Under the \(H_0\), the probability that it is larger than the 95ht percentile of the \(T\) distribution is 5%.
The 95ht percentile of the T distribution with 15 sf is 1.7531 (obtained via qt(.95, 15))
So that out test statistic is now \(\frac{\sqrt{16}(32-30)}{10}=0.8\)
As 0.8 is not greater than qt(.95, 15) we correctly reject the alternative hypothesis.

10.5.2 Two Sided Tests

Suppose that we would reject the null hypothesis if in fact the mean was too large or too small.
That is, we want to test the alternative \(H_a : \mu \ne 30\).
We will reject if the test statistic, 0.8, is either too large or too small.
Then we want the probability of rejecting under then null to be 5%, split equally as 2.5% in the upper tail and 2.5% in the lower tail.
Thus we reject if our test statistic is larger than qt(.975, 15) or smaller than qt(.025, 15)
- This is the same as saying reject, if the absolute value of our statistic is larger than qt(.975, 15)=2.1314.
- So in this case, we also accept the two sided test as well.

10.5.3 T Test in R

library(UsingR); data(father.son)

t.test(father.son$sheight - father.son$fheight)

## 
##  One Sample t-test
## 
## data:  father.son$sheight - father.son$fheight
## t = 11.789, df = 1077, p-value < 2.2e-16
## alternative hypothesis: true mean is not equal to 0
## 95 percent confidence interval:
##  0.8310296 1.1629160
## sample estimates:
## mean of x 
## 0.9969728

10.5.4 Connections with Confidence Intervals

Consider testing \(H_0:\mu = \mu_0\) versus \(H_a:\mu\ne\mu_0\)
Take the set of all possible values for which you fail to reject \(H_0\), this set is a \((1-\alpha)100\%\) confidence interval for \(\mu\)
The same works in reverse; if a \((1-\alpha)100\%\) confidence interval contains \(\mu_0\), then we fail to reject \(H_0\)
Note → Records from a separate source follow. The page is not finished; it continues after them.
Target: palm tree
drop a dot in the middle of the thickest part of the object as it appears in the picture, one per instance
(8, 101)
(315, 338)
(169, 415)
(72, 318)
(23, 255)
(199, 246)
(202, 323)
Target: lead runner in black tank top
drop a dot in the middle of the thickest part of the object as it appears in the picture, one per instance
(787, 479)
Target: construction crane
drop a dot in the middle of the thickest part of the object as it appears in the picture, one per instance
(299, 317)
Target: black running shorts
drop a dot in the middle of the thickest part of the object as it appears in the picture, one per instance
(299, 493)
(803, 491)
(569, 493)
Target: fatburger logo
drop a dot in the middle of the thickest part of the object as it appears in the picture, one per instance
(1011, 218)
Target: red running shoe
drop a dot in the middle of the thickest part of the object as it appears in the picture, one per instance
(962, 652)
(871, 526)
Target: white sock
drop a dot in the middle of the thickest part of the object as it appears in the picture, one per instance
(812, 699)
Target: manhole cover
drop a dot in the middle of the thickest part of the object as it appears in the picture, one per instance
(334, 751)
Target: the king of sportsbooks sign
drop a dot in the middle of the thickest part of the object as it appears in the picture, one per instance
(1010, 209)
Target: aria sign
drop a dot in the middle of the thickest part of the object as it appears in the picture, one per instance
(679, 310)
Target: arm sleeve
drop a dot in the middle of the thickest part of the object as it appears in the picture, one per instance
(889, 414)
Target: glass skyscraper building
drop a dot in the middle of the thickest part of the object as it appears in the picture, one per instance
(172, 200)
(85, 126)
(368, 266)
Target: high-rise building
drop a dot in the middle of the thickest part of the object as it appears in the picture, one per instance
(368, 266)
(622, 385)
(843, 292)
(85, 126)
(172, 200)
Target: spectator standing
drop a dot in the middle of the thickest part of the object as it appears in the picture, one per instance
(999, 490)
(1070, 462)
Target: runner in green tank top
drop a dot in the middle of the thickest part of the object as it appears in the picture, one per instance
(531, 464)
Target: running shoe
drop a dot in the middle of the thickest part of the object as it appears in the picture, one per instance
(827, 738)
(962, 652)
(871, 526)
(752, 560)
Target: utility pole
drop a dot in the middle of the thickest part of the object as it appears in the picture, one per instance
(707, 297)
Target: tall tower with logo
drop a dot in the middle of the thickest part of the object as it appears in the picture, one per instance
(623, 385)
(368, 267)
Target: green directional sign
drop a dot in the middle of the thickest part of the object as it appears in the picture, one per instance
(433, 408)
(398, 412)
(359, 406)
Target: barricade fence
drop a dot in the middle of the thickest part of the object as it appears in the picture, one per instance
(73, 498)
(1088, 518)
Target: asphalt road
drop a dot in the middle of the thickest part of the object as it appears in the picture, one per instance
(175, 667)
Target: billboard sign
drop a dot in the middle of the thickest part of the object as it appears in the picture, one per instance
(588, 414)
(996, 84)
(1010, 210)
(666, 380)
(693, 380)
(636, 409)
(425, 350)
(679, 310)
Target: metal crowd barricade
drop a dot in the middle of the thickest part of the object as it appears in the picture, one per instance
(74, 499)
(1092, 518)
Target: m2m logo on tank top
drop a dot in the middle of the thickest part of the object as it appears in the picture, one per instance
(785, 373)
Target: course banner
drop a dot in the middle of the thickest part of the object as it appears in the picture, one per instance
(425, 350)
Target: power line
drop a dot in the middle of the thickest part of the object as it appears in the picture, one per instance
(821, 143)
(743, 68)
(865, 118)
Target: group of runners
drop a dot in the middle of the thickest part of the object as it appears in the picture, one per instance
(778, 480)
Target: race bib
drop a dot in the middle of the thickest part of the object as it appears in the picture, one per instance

10.5.5 Two Group Intervals

First, now you know how to do two group T tests since we already covered dependent group T intervals
Rejection rules are exactly the same
Test \(H_0:\mu_1=\mu_2\)

10.5.6 Example

This example will use the chick weight data

# First, we need to reformat the data using reshape2

# Load packages and dataset
library(datasets); data(""); library(reshape2)

wideCW <- dcast(ChickWeight, Diet + Chick ~ Time, value.var = "weight")

names(wideCW)[-(1:2)] <- paste("time", names(wideCW)[-(1:2)], sep = "")

library(dplyr)
wideCW <- mutate(wideCW, 
                 gain = time21 - time0
                 )

# Now we can perform an unequal variance T test comparing diets 1 and 4
wideCW14 <- subset(wideCW, Diet %in% c(1,4))
t.test(gain ~ Diet, paired = FALSE, 
       var.equal = TRUE, data = wideCW14)

## 
##  Two Sample t-test
## 
## data:  gain by Diet
## t = -2.7252, df = 23, p-value = 0.01207
## alternative hypothesis: true difference in means is not equal to 0
## 95 percent confidence interval:
##  -108.14679  -14.81154
## sample estimates:
## mean in group 1 mean in group 4 
##        136.1875        197.6667